Roland Sand is an agent with the Association.
At least he is when we first meet him and though his situation will change over the short time we know him, his first employer is vital to know in order to understand Sand.
The Association is an unofficial group within the American intelligence community run by a one-eyed man named Bartus Kolinski but called the Bohemian. This man was himself an excellent killer of men, an invisible man that witnesses "looked past and through him but never at him" who was paid by a government slush fund that existed for people like him and his group but which no one would ever admit to knowing. The NSA, the CIA, who knew how many of the alphabets made use of the Association when anonymity was as important as success.
It was the Bohemian who had trained him, molded him, "broke down Sand and built him back again in the image of the Association". This had started 16 years before and in those many years he had performed his duties with precision and skill.
He is called the Quiet Assassin because he is both and excellent at it. He is a patient and silent man who prefers to do his job with little fanfare. And he is a killer.
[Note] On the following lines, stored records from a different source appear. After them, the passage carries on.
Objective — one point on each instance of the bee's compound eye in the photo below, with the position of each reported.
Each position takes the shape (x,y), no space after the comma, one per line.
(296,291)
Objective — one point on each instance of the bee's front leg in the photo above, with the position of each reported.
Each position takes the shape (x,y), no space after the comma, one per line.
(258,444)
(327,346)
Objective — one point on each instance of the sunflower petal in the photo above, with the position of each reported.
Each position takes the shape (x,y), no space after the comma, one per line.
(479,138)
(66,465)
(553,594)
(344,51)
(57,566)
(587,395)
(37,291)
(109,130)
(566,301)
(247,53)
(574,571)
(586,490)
Sand has a distinctive appearance, thanks to a roadside bomb years earlier on the outskirts of Mosul in Iraq. Because of it he has a scar that "ran crookedly down the left side of his face" which "strangers always stared at", "long and ragged. A slash of white against his tanned skin". The top of his left ear was missing. Some of his skin had melted. Flames had removed most of his hair and the rest he shaved away. A dark mustache and goatee were used by him to hide "as many of the scars as possible". Thanks to that IED, he has few friends anymore and too many bad strong memories of the night he led those under his command into destruction. "The wounds had healed. The guilt suffocated him still."
"It was far easier to hide away in bad weather."
"A man's next thought was never as quick as someone else's last bullet."
Regarding the Bohemian, "it was said ... God had given him a brilliant mind but had forgotten to include either a soul or a conscience."